He leapt from his seat and spilled tobacco embers on his pants, which he brushed off and crushed into the Turkish rug—the same country of origin as his splendid weed—with his shoes. "What is it?" he called.

"It's Napoleon!" cried the doctor's assistant.

"I meant, is it a boy or a girl?"

"Napoleon is male," he was informed.

By the time Robert was actually born, The Lay of the Last Minstrel was completed and August Schumann had succeeded in burning a hole in the crotch of his gabardines.


There had once been ten thousand people living in Zwickau. But by the end of the Thirty Years' War, which virtually coincided with the end of the thousand-year Holy Roman Empire, there were half that number. A century later—the century that Friedrich Schiller said went out with a storm so that the air might be cleared for the new century to be opened with murder—the population was further shrunk when Napoleon (now barely whispering Leporello's lugubrious "Tra fume e foco" from Don Giovanni) and his troops returned. Defeated, diseased, and, because they had destroyed through the weight and drag of their caravan the alluvially fertile soil, famished, they subsisted, in the absence of sugar beets and alfalfa and coffee and even chicory, on roasted asparagus seed. They were on their doomed way to fight in Russia, where they'd end up sleeping in the steaming carcasses of disembowelled horses and bandaging their frightful wounds with paper ripped out of books from pillaged libraries (those urbane and foolish enough to stop to read bled to death but at least made their exits worthily occupied). For every soldier who followed Napoleon to Russia, approximately one-sixth of a soldier returned, including the elite of the Dragoon, Chausseur, Polish Lancer, and Grenadier regiments of the Imperial Guard Cavalry. Here in Zwickau the civilians were victims of the very things that were killing the soldiers, except the townspeople were not being paid to die, and their survivors would receive no pensions, and the logic of death and therefore the meaning of life were absent: cannon balls, starvation, and typhus.

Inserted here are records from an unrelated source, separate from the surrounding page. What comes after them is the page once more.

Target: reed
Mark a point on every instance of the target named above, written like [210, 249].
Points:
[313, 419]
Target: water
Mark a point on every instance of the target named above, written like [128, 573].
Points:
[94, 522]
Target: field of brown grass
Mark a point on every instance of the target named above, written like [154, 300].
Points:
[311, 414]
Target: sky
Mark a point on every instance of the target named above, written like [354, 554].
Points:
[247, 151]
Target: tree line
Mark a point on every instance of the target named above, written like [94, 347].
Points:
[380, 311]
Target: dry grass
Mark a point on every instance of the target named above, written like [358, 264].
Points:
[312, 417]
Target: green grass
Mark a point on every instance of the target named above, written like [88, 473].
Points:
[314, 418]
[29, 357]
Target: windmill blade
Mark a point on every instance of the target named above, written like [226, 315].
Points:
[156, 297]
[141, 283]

Robert's mother caught the typhus, which was carried by the waters of the lakes and rivers into which corpses of men and animals had fallen or been slipped for serous burial. So Robert, the baby in the family, was sent to live with the Ruppius family. There he remained for two and a half years.

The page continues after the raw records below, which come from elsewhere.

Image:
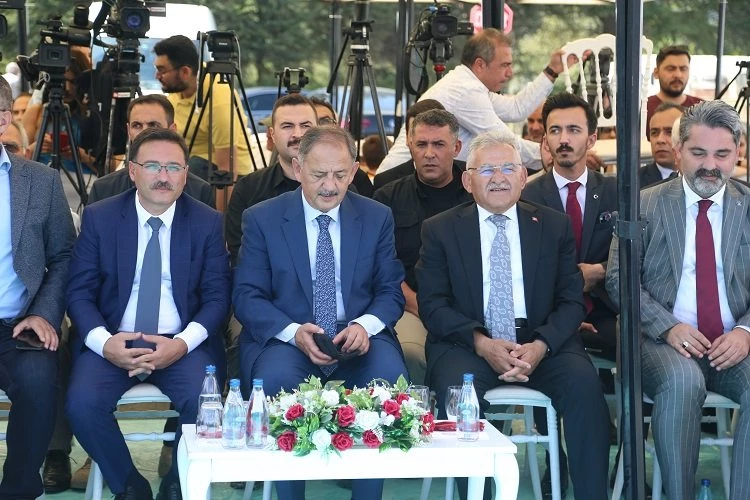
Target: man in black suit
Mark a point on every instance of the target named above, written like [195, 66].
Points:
[660, 137]
[149, 111]
[501, 297]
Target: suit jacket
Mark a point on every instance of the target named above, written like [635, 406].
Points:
[598, 220]
[42, 237]
[273, 281]
[104, 260]
[449, 273]
[663, 249]
[119, 181]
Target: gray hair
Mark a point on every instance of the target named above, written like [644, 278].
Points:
[713, 114]
[486, 140]
[329, 134]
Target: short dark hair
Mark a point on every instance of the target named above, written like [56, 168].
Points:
[421, 107]
[566, 100]
[180, 50]
[157, 134]
[158, 99]
[671, 50]
[291, 100]
[437, 118]
[482, 45]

He returned home in that sunny period between Napoleon's banishment to St. Helena in 1815 and the assassination in 1819 of the reactionary writer and spy for the Russians, August von Kotzebue. It was the latter that gave Metternich all the excuse he needed to begin censoring the press and oppressing all those demanding little university students who seemed to think that the only way to educate a mind was to open it first. The Emperor himself, Francis I, that veritable Justinian (whose closing of Athens's schools of philosophy in 529 was to most rulers a touchstone of inspired tyranny), offered an equal exchange of scholar for obedient subject, the latter to arise, if necessary, out of the ashes of the former. Metternich met during most of August of that year in Karlsbad with representatives from ten of the dozens of German states, and there they passed, unanimously, decrees allowing their governments to punish any teacher who "spread dangerous ideas that would undermine public order and weaken the foundation of the State." (In this, they were inspired by Louis de Saint-Just, the archangel of the French Revolution, who had succored all government when he said that even the Republic consisted in the extermination of everything that opposed it, and was himself relieved of the burden of his angelic face when it, along with the rest of his head, was guillotined from his less thoughtful parts in his twenty-seventh year.) They also created a Central Commission to coordinate and enforce censorship and through the unspeakable Untersuchungsgesetz installed the Federal Bureau of Investigation to uncover and punish "revolutionary agitation."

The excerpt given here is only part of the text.